Covid-19 vaccine may be ready by late 2020 - WHO expert | Sunday Observer
Eight Covid 19 vaccines in final stage of clinical trials

Covid-19 vaccine may be ready by late 2020 - WHO expert

11 October, 2020
Dr. Saumya Swaminathan
Dr. Saumya Swaminathan

Around eight Covid-19 vaccines are in their final stage of clinical trials said World Health Organisation (WHO) Chief Scientist Dr. Saumya Swaminathan during an interview with Vismita Gupta-Smith of WHO Communications, on developing a Covid-19 vaccine.


Q: When can we expect a safe and effective vaccine for Covid-19?

A.What’s good to know is that so many vaccine candidates are being developed around the world - about 200 vaccines and 31 of them have reached the clinical phase of testing. As you know we go through phase 1, 2 and 3 in clinical trials and there are at least eight candidates now which are in late stages of clinical testing.

What this means is that we will see results from some of these clinical trials by the end of 2020 or early 2021. And we’ll get an idea about how they are performing, in terms of their safety and efficacy – the protective power.After the clinical trial results are made available, regulators across countries will have to look at the data and make decisions on approving them.

Then, vaccines need to be produced and shipped across the world.So by the time people get the vaccine it would be somewhere in the middle of 2021.

Hopefully there will be more than one or two vaccines that turn out to be good.

Q: Could you describe what the ideal vaccine for Covid-19 would be like before we get into vaccines?

A. We would like to see one that is effective, protecting at least 70 percent of people that receive the vaccine and the minimum standard. The minimum standard that we have set is 50 percent. Fifty percent should be protected. It should be safe in the short and long term.

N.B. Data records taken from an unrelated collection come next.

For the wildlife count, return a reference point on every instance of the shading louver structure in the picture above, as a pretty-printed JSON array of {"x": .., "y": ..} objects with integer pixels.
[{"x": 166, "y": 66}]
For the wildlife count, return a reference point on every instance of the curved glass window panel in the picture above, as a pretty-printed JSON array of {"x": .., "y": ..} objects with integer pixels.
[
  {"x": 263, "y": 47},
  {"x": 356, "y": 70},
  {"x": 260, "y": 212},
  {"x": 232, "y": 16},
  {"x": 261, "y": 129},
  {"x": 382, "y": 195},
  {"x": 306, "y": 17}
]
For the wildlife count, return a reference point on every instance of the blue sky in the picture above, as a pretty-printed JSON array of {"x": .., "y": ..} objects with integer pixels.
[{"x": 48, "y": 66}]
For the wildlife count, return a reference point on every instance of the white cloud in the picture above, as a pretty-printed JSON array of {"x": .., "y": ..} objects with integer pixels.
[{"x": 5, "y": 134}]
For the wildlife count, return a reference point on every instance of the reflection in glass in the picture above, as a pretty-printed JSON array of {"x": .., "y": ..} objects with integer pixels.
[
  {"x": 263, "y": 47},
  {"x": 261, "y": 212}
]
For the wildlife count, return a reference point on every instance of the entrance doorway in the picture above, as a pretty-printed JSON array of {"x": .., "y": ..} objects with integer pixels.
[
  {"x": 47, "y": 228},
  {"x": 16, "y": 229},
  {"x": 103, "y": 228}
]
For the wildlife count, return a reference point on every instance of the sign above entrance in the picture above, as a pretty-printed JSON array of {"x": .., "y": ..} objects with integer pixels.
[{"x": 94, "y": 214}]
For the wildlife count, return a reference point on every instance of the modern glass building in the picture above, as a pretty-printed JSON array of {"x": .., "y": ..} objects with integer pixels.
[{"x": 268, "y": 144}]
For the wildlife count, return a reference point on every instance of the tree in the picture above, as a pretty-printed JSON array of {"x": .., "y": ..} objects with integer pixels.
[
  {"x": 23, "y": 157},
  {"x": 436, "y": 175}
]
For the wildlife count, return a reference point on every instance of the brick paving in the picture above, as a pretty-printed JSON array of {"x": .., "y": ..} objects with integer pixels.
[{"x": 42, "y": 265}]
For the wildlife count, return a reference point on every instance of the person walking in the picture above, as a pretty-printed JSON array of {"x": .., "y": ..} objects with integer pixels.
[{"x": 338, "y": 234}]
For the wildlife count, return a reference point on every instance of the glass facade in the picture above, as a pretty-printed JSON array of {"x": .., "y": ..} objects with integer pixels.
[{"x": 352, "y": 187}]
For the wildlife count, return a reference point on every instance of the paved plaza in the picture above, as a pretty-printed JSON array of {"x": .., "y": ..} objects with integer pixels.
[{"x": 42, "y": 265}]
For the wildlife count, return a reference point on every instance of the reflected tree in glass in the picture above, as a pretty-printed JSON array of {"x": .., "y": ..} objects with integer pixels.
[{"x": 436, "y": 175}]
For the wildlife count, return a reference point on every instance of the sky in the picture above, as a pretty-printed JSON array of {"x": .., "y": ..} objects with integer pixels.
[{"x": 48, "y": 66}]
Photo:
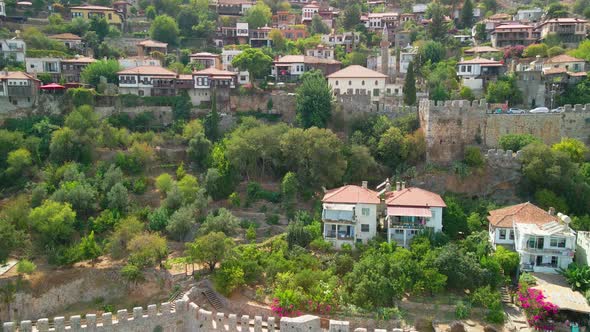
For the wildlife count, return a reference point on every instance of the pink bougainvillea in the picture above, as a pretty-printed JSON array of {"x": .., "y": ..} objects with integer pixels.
[{"x": 538, "y": 311}]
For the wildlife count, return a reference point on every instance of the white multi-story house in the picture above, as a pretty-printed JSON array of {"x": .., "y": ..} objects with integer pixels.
[
  {"x": 543, "y": 240},
  {"x": 358, "y": 80},
  {"x": 411, "y": 211},
  {"x": 475, "y": 73},
  {"x": 308, "y": 11},
  {"x": 350, "y": 215},
  {"x": 227, "y": 56},
  {"x": 19, "y": 88},
  {"x": 13, "y": 48}
]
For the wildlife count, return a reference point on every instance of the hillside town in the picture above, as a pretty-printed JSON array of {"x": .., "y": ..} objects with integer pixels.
[{"x": 294, "y": 165}]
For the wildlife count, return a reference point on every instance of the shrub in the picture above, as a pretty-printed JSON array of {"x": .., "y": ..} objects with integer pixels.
[
  {"x": 473, "y": 156},
  {"x": 462, "y": 310}
]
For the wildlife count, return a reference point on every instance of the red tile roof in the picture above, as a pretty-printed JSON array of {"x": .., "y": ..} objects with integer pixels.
[
  {"x": 414, "y": 197},
  {"x": 524, "y": 213},
  {"x": 148, "y": 70},
  {"x": 356, "y": 71},
  {"x": 351, "y": 194}
]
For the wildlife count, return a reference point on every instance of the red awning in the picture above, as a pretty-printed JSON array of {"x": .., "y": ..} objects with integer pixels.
[
  {"x": 52, "y": 86},
  {"x": 408, "y": 211}
]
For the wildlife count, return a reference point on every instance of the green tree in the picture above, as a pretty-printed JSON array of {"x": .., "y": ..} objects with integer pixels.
[
  {"x": 254, "y": 61},
  {"x": 258, "y": 15},
  {"x": 147, "y": 249},
  {"x": 181, "y": 222},
  {"x": 516, "y": 142},
  {"x": 454, "y": 219},
  {"x": 318, "y": 26},
  {"x": 410, "y": 86},
  {"x": 209, "y": 249},
  {"x": 223, "y": 221},
  {"x": 574, "y": 148},
  {"x": 437, "y": 28},
  {"x": 108, "y": 69},
  {"x": 164, "y": 29},
  {"x": 118, "y": 198},
  {"x": 314, "y": 100},
  {"x": 467, "y": 14},
  {"x": 352, "y": 16},
  {"x": 53, "y": 222},
  {"x": 88, "y": 247}
]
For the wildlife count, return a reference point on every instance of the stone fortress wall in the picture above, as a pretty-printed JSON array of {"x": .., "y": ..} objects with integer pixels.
[
  {"x": 450, "y": 126},
  {"x": 180, "y": 316}
]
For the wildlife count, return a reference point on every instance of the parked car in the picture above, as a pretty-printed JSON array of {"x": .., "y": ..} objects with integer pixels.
[
  {"x": 515, "y": 110},
  {"x": 539, "y": 110}
]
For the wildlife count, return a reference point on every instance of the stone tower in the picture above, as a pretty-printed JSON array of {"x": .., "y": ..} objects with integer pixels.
[{"x": 385, "y": 51}]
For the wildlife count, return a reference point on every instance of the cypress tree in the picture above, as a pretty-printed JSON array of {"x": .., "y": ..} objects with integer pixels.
[{"x": 410, "y": 86}]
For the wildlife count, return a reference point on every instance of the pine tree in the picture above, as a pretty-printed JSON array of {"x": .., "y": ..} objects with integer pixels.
[
  {"x": 467, "y": 14},
  {"x": 410, "y": 86}
]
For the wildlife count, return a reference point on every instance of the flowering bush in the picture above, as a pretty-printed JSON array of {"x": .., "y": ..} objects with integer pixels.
[{"x": 537, "y": 310}]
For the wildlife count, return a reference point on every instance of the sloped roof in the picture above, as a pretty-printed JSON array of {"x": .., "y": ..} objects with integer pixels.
[
  {"x": 214, "y": 72},
  {"x": 16, "y": 75},
  {"x": 147, "y": 70},
  {"x": 356, "y": 71},
  {"x": 481, "y": 61},
  {"x": 414, "y": 197},
  {"x": 351, "y": 194},
  {"x": 524, "y": 213},
  {"x": 563, "y": 58},
  {"x": 66, "y": 36}
]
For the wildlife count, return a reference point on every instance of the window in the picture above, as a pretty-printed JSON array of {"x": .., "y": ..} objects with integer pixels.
[{"x": 557, "y": 242}]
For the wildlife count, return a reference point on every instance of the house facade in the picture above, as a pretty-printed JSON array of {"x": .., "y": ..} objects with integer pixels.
[
  {"x": 358, "y": 80},
  {"x": 411, "y": 211},
  {"x": 289, "y": 68},
  {"x": 571, "y": 31},
  {"x": 475, "y": 73},
  {"x": 349, "y": 215},
  {"x": 514, "y": 34},
  {"x": 19, "y": 88},
  {"x": 543, "y": 240},
  {"x": 13, "y": 48},
  {"x": 88, "y": 12}
]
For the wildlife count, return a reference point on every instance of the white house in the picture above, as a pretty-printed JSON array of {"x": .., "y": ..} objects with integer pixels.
[
  {"x": 476, "y": 72},
  {"x": 350, "y": 215},
  {"x": 308, "y": 11},
  {"x": 411, "y": 211},
  {"x": 358, "y": 80},
  {"x": 13, "y": 48},
  {"x": 543, "y": 240},
  {"x": 227, "y": 57}
]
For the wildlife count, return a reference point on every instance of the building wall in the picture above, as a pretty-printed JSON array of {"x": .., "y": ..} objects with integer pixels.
[{"x": 451, "y": 126}]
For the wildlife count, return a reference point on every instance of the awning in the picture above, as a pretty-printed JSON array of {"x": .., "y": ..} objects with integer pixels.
[{"x": 408, "y": 211}]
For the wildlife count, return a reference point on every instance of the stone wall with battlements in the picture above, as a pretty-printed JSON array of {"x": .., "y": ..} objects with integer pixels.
[
  {"x": 450, "y": 126},
  {"x": 180, "y": 316}
]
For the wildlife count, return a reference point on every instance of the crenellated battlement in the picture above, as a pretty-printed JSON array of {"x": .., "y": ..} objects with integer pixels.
[{"x": 180, "y": 316}]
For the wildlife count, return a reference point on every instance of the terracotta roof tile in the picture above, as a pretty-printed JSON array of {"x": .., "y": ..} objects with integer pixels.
[
  {"x": 524, "y": 213},
  {"x": 147, "y": 70},
  {"x": 414, "y": 197},
  {"x": 351, "y": 194},
  {"x": 355, "y": 71}
]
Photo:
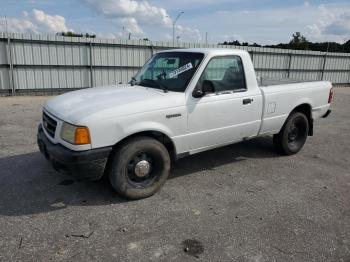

It should be safe for different age groups from children to pregnant women to the elderly. Ideally it should be given in a single dose. It should provide immunity for several years. It should be easy to store and distribute, which means that it should not require ultra cold storage facilities, which are not available in many places.

Q: As the world rushes to develop a vaccine for Covid-19, there are concerns about its safety and efficacy. How will WHO and countries ensure that this vaccine is safe?

A. That’s a really important question, because people should be reassured that the standards that have been set globally for licensing vaccines and drugs are going to be followed in this case, as well and that there will be no short cuts. So while we talk about speed and scale and what we can do to support that, we must remember the benchmarks that have been set. So we talked about the minimum efficacy of a vaccine, the safety profile of a vaccine, and the other characteristics of the vaccine that regulators would look at.

Those must be fulfilled and the developers must be able to show the data, both to the regulatory agencies and countries, as well as to WHO.

As you know we have a process called prequalification where we give a vaccine or a drug a stamp of quality approval, all of these factors are taken into consideration. We also have the Scientific Advisory Group of Experts on Immunisation - the SAGE that makes the policy guidance on vaccines.

And they will be looking at the data carefully before they make recommendations on the use of vaccines, which populations, you know, what precautions are to be taken, how it is to be used, etc.

Q: Once a vaccine is approved for mass deployment, how would WHO and health authorities decide who should get this vaccine and why?

A. This is something that we have been discussing with the member states. I think every government is thinking about this now, people are thinking about it.

This is also an ethical question for people and I think there’s a sort of general agreement now that those at highest risk of infection, you know we’ve seen the frontline workers and healthcare workers really impacted by Covid-19.

Therefore, in most countries, I think the consensus is that they need to be protected, those who are at the frontlines, who have to do their jobs to keep everyone safe and healthy.

Since we are going to have limited doses of vaccines initially, everyone cannot get it on day one. It will take months and years to be able to ramp up to the billions of doses needed to protect, 60 percent- 70 percent of the population.

Next in line would be those who are highly vulnerable, the elderly, people who have pre-existing diseases, underlying conditions, which put them at higher risk of mortality and of getting seriously ill with Covid-19. Those would be the people to prioritise and then gradually one could expand into the other parts of the population.